I was pleased to see William Cotton's 1940 cover depicting an elderly gentleman scolding a rabbit for leaving colored Easter eggs on the seat of his overstuffed chair, and Charles Addams's 1959 watercolor of a startled mountain climber encountering three huge, brightly decorated Easter eggs in a nest halfway up a mountain.

I was amused all over again by Helen Hokinson's wealthy matron surprised by an afternoon thundershower while reading love poems; William Steig's wonderfully wacky image of a huge woman chasing a huge butterfly; Laura Jean Allen's delicate study of shore birds; Peter Arno's 1931 cover of a casually dressed jogger in the midst of several very disapproving, formally attired ladies and gentlemen; and Edward Koren's zany and colorful study of wild and woolly sea creatures swimming beneath a fisherman in his boat.

But these are only a few of the old favorites - to say nothing of much more recent work - on view on the walls of the National Academy. It all adds up to a perfect summer show, especially since it represents a great deal more quality and talent than one would normally expect in such an exhibition.

At the National Academy, 1083 Fifth Avenue, through July 31. A chat with a Brazilian art critic

I recently spent several pleasant and informative hours with Jacob Klintowitz , arts commentator for TV Globo in Sao Paulo, Brazil, art critic for that city's Jornal da Tarde and O Estado de Sao Paulo, and author of several books on art. He was just completing a month-long, cross-country visit to the United States at the invitation of our government, and was curious about how an American critic covers the art scene in such a large, art-oriented city as New York.

Our conversation went smoothly, thanks to State Department interpreter Florence Fisher.
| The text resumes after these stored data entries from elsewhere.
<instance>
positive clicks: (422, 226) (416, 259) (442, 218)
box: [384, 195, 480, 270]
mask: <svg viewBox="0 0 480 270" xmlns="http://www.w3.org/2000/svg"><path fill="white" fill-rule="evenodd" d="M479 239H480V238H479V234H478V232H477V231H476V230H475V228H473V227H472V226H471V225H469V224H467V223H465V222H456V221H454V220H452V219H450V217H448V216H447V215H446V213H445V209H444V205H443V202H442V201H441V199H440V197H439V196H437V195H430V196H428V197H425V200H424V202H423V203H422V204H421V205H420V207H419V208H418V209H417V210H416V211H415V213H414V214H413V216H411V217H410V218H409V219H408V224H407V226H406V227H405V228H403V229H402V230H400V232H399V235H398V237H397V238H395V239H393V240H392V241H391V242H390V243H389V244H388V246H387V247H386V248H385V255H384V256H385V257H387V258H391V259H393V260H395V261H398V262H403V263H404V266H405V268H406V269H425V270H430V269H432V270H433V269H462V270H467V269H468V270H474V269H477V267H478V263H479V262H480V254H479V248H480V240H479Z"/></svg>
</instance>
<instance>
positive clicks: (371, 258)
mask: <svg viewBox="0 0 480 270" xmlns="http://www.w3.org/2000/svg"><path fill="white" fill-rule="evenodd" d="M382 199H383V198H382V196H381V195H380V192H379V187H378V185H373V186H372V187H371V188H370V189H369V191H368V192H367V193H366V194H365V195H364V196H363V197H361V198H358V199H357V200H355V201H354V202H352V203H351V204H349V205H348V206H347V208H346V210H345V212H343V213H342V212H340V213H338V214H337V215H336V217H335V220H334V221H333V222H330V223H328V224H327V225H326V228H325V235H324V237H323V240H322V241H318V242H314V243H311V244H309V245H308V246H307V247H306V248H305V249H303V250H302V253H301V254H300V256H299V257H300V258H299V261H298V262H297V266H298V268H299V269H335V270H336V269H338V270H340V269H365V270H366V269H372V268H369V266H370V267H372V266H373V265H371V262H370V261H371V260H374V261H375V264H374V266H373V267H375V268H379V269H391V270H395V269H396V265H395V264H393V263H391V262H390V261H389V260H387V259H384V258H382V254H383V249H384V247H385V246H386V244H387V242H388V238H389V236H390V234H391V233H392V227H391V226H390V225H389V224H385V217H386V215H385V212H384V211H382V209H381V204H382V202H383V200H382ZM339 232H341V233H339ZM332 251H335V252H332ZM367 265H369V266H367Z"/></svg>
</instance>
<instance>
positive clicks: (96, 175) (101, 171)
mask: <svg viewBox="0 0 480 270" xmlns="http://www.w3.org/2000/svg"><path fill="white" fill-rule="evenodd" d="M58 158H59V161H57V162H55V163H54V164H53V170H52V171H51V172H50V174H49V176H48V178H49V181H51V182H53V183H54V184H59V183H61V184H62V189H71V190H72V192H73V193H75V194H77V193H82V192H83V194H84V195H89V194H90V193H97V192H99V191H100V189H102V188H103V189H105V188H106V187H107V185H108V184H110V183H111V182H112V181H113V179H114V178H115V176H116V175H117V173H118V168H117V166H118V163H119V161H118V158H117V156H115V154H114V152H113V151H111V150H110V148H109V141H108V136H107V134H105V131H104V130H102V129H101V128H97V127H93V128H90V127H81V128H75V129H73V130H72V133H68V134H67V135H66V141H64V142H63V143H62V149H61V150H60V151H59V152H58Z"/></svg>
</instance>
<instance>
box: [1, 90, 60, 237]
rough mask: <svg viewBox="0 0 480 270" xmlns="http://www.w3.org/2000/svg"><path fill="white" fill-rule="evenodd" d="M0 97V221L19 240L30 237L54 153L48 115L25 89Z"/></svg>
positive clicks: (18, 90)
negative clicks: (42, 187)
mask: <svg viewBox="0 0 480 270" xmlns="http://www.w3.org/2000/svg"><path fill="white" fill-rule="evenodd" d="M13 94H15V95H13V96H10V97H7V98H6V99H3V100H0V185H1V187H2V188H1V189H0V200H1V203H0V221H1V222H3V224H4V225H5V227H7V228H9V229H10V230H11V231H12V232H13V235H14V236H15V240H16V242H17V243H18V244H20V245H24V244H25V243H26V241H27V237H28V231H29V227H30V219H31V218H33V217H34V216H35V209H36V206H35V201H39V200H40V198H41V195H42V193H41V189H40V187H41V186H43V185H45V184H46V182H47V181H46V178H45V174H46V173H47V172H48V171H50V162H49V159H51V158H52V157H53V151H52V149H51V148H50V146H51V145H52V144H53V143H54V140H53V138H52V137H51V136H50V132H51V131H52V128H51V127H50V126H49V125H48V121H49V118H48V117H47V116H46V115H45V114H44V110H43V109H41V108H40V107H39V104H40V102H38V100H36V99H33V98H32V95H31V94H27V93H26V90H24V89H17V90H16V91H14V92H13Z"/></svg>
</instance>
It ranged far and wide, but gradually settled on Mr. Klintowitz's reactions to American art.

He was most impressed by the architecture he had seen, mainly because it was so simple, open, and direct, and because it appeared to represent the American spirit as he perceived it. He was also very taken by the extraordinary vitality Americans possessed, and intrigued by the way that vitality translated itself into the work of such artists as Alexander Calder and Jackson Pollock. Calder, he felt, was America's most representative artist, a realization Klintowitz said came to him the moment he saw the artist's huge mobile in Washington's National Gallery of Art. When asked to list the other Americans whose work he particularly liked, he named Pollock, Edward Hopper, Louise Nevelson, and Isamu Noguchi. He admired Grant Wood because he was ''courageous,'' and felt drawn to the work of Andrew Wyeth because it represented a side of the American character not normally seen abroad. On the other hand, he was unimpressed by Frank Stella and Richard Diebenkorn, and was even less taken by much of what he had seen of our younger crop of artists.
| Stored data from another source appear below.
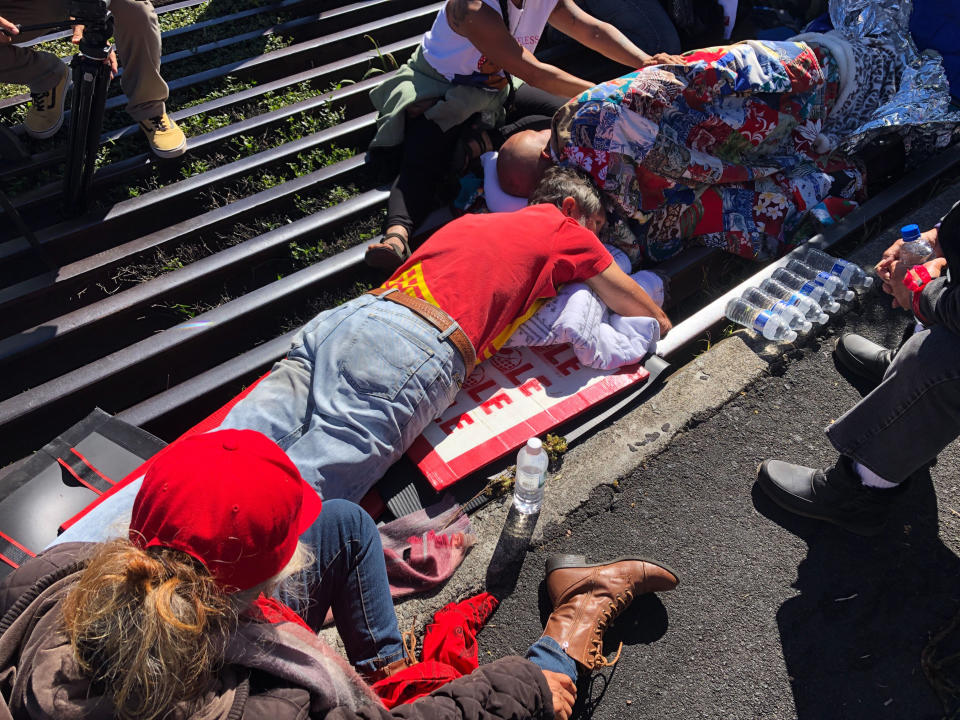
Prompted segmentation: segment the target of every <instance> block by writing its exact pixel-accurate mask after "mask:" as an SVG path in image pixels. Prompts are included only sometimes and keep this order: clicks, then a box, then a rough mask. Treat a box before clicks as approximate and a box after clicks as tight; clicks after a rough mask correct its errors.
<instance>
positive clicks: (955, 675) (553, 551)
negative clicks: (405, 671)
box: [480, 294, 960, 720]
mask: <svg viewBox="0 0 960 720" xmlns="http://www.w3.org/2000/svg"><path fill="white" fill-rule="evenodd" d="M907 320H908V318H907V317H906V315H905V314H903V313H894V312H892V311H890V310H889V309H888V308H887V307H886V302H885V301H883V300H882V299H881V297H880V296H879V294H876V295H871V296H867V297H866V298H864V299H863V300H862V301H858V303H857V305H856V306H855V307H854V308H853V310H852V311H851V312H849V313H847V314H846V315H845V316H843V317H842V318H839V319H835V320H833V321H831V323H830V324H829V325H828V326H827V329H826V330H825V331H822V332H821V334H820V335H819V336H818V337H816V338H812V339H810V340H808V341H807V342H806V343H805V344H804V345H803V346H802V347H800V348H799V349H798V350H797V351H795V352H792V353H791V356H790V357H787V358H785V360H783V361H781V362H778V363H776V364H774V365H772V366H771V368H770V374H769V375H768V376H766V377H764V378H762V379H761V380H759V381H758V382H756V383H755V384H754V385H753V386H752V387H749V388H746V389H745V390H744V391H743V392H742V393H741V394H740V395H739V396H738V397H737V398H736V399H734V400H733V401H731V402H729V403H727V404H726V405H724V406H722V407H721V408H720V409H719V410H717V411H716V412H714V413H713V414H711V415H710V416H709V417H698V418H695V420H694V421H693V422H691V423H690V425H689V426H688V427H687V428H686V429H685V431H684V432H683V433H682V434H680V435H679V436H678V437H677V438H675V439H674V441H673V442H672V443H671V445H670V446H669V447H668V448H667V449H666V450H665V451H664V452H662V453H661V454H660V455H658V456H656V457H654V458H652V459H651V460H650V461H649V462H648V463H647V464H646V466H645V467H641V468H640V469H639V470H637V471H636V472H635V473H633V474H632V475H631V476H630V477H627V478H624V479H621V480H620V481H619V482H617V483H614V482H613V478H611V485H608V486H604V487H599V488H597V489H596V490H595V491H594V492H593V493H592V495H591V497H590V500H589V501H588V502H587V503H586V504H584V505H583V506H582V507H581V508H579V509H578V510H576V511H574V512H573V513H572V514H570V515H569V516H568V517H567V518H566V519H565V521H564V522H563V523H560V524H553V525H550V526H549V527H547V528H546V529H545V532H544V535H543V542H542V543H539V542H538V543H537V544H536V546H535V547H531V548H529V550H527V549H526V548H527V541H526V539H525V538H524V537H523V536H522V535H523V534H522V532H519V531H518V529H517V527H516V525H515V524H514V523H513V522H512V521H513V520H514V516H513V514H511V517H510V518H508V522H507V525H506V526H505V528H504V531H503V534H502V535H501V537H500V543H499V545H498V548H497V554H499V555H500V562H501V563H502V562H503V560H504V558H507V559H508V560H509V559H510V558H515V561H514V567H512V568H511V567H510V564H509V562H508V563H507V565H506V568H505V569H504V570H501V571H499V572H498V573H497V576H496V577H488V578H487V582H488V586H490V587H493V588H494V589H496V590H498V591H500V592H501V593H503V594H504V595H505V596H506V597H505V599H504V601H503V603H502V605H501V606H500V609H499V610H498V611H497V613H496V614H495V615H494V616H493V618H492V619H491V621H490V623H489V625H488V626H487V628H486V629H484V630H483V632H482V634H481V636H480V647H481V653H482V655H483V660H482V661H484V660H492V659H493V658H495V657H498V656H500V655H505V654H510V653H518V654H523V652H524V650H525V648H526V646H527V645H528V644H529V643H530V642H532V641H533V640H534V639H535V638H536V637H538V636H539V635H540V633H541V631H542V627H543V624H544V622H545V620H546V616H547V614H548V613H549V611H550V608H549V607H548V601H547V599H546V593H545V590H544V587H543V583H542V580H543V567H544V560H545V559H546V557H547V556H548V555H549V554H550V553H555V552H575V553H581V554H586V555H587V556H588V558H589V559H591V560H602V559H606V558H615V557H617V556H622V555H630V554H639V555H644V556H648V557H654V558H659V559H662V560H663V561H664V562H666V563H667V564H669V565H671V566H672V567H673V568H675V569H676V570H677V571H678V572H679V574H680V576H681V584H680V586H679V587H678V588H677V590H675V591H674V592H671V593H665V594H663V595H660V596H652V595H647V596H642V597H641V598H639V599H638V600H636V601H635V602H634V603H633V606H632V607H631V608H630V609H629V610H628V611H627V612H626V613H624V614H623V615H621V617H620V618H619V619H618V621H617V623H616V624H615V626H614V629H613V630H612V631H611V632H608V633H607V642H606V648H607V650H608V651H609V652H610V653H611V655H612V653H613V652H615V650H616V647H617V644H618V643H619V642H620V641H621V640H622V641H623V643H624V646H623V653H622V657H621V659H620V661H619V663H618V664H617V665H616V666H615V667H614V668H612V669H606V670H604V671H603V672H600V673H596V674H594V676H593V677H592V679H581V682H580V684H579V698H578V703H577V708H576V710H577V715H576V716H577V717H581V718H584V717H594V718H598V719H600V720H606V719H613V718H658V719H668V718H677V719H680V718H683V719H689V718H728V719H732V718H794V717H796V718H801V719H803V720H825V719H828V718H829V719H832V718H870V719H877V718H910V719H913V718H939V717H943V716H944V714H945V706H944V704H943V703H941V700H940V699H939V698H938V695H937V693H936V692H935V690H934V685H932V684H931V683H930V682H928V680H927V678H926V676H925V674H924V671H923V668H922V662H921V653H922V652H923V650H924V648H925V647H926V646H927V645H928V643H929V642H930V640H931V638H932V637H933V636H934V635H935V634H936V633H937V632H938V631H940V630H942V629H944V628H945V627H947V626H948V625H949V623H950V622H951V621H952V620H953V618H954V617H955V615H956V614H957V613H958V610H960V587H958V582H957V580H958V577H960V574H958V571H960V560H958V557H957V548H958V546H960V514H958V511H960V472H958V469H960V446H958V444H957V443H954V444H953V445H951V446H950V447H949V448H947V450H946V451H944V453H942V454H941V456H940V458H939V461H938V463H937V465H936V466H935V467H934V468H932V470H931V472H930V473H929V474H924V476H923V477H921V478H917V479H915V480H913V481H911V486H910V487H909V488H908V490H907V492H905V493H904V496H903V498H902V501H901V502H900V503H899V505H898V506H897V507H896V509H895V511H894V513H893V515H892V517H891V520H890V523H889V525H888V528H887V532H886V533H885V534H883V535H881V536H879V537H876V538H861V537H858V536H855V535H852V534H849V533H847V532H845V531H843V530H841V529H839V528H836V527H834V526H831V525H828V524H825V523H818V522H816V521H812V520H806V519H803V518H799V517H794V516H791V515H790V514H788V513H786V512H785V511H782V510H781V509H779V508H778V507H777V506H775V505H773V503H772V502H770V501H769V500H767V499H766V496H765V495H763V494H762V492H761V491H759V489H758V488H757V487H755V477H756V467H757V465H758V464H759V463H760V462H761V461H762V460H763V459H764V458H767V457H777V458H780V459H783V460H787V461H791V462H798V463H803V464H807V465H813V466H826V465H828V464H832V462H833V461H834V459H835V457H836V453H835V451H834V450H833V448H832V446H831V445H830V444H829V442H828V441H827V439H826V436H825V435H824V433H823V428H824V427H825V426H826V425H828V424H829V423H830V422H831V421H832V420H834V419H836V418H837V417H839V416H840V415H841V414H842V413H843V412H844V410H845V409H846V408H848V407H849V406H851V405H853V404H854V403H855V402H856V401H857V400H858V399H859V397H860V394H859V392H858V390H857V389H856V388H855V387H853V386H852V385H851V384H849V383H848V382H847V380H845V379H844V378H843V377H842V376H841V374H840V373H839V372H838V370H837V368H836V366H835V364H834V361H833V359H832V349H833V345H834V342H835V340H836V337H838V336H839V334H840V333H842V332H844V331H850V332H859V333H861V334H864V335H867V336H868V337H871V338H872V339H874V340H876V341H878V342H884V343H886V344H887V345H888V346H894V345H896V344H897V342H898V341H899V339H900V336H901V332H902V329H903V328H904V327H905V326H906V325H907ZM596 462H597V463H603V458H602V457H598V458H597V459H596ZM931 477H932V481H931ZM518 532H519V534H520V535H521V537H519V538H518V537H516V535H517V533H518ZM498 567H501V568H503V567H504V566H503V565H502V564H498ZM953 636H954V633H948V634H947V635H946V637H945V638H944V639H943V640H942V641H941V642H940V643H939V645H938V646H937V648H936V650H937V652H936V653H934V655H933V658H934V659H935V660H936V659H939V658H942V657H944V656H946V655H950V654H952V653H953V652H956V651H957V650H960V647H958V645H960V642H957V641H956V639H955V638H954V637H953ZM951 679H952V680H954V681H960V672H958V667H957V665H956V664H954V665H953V666H951V665H950V664H947V665H945V667H944V668H942V669H941V670H940V674H939V675H938V678H937V680H936V684H937V685H938V686H940V687H943V686H944V685H945V684H946V683H948V682H950V681H951ZM957 705H958V702H957V698H956V697H954V696H949V695H948V696H947V697H946V706H947V708H948V709H951V710H955V709H956V708H957Z"/></svg>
A main thread of our conversation dealt with art-world values and ideals, and the degree to which they have been tarnished or modified by high-powered publicity and salesmanship, the increasing number of international exhibitions, and the wide distribution of art journals from around the world. When I mentioned how the four major American art magazines - Artforum, Art News, Art in America, and Arts - are often treated throughout the US like sacred texts to be studied and obeyed if one wished to achieve success, he indicated that those magazines were also familiar to Brazilian artists and art professionals. He stressed the minimizing effect such foreign literature can have on national distinctions.
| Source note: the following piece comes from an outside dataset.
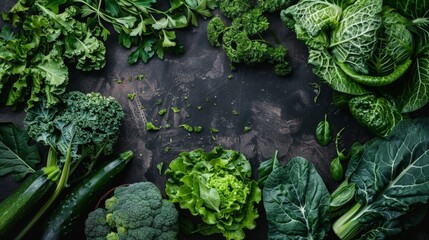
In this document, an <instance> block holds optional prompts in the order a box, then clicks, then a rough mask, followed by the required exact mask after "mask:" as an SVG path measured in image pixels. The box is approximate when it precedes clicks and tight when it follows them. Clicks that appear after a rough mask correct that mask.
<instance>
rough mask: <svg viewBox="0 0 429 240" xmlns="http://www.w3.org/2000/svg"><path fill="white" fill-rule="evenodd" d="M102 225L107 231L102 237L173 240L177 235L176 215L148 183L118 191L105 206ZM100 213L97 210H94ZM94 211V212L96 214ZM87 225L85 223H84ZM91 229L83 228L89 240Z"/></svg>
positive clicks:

He was particularly emphatic about the dangers art faces when it no longer represents a people's or an individual's deepest and most fertile dimensions - when it becomes primarily a market-controlled and fashion-inspired commodity. This problem, he said, was now universal, and as real a danger in Brazil as anywhere else. The immediate responsibility of the art critic, he concluded, was to make everyone - artist, curator, collector, and interested viewer - as fully aware of this situation as possible.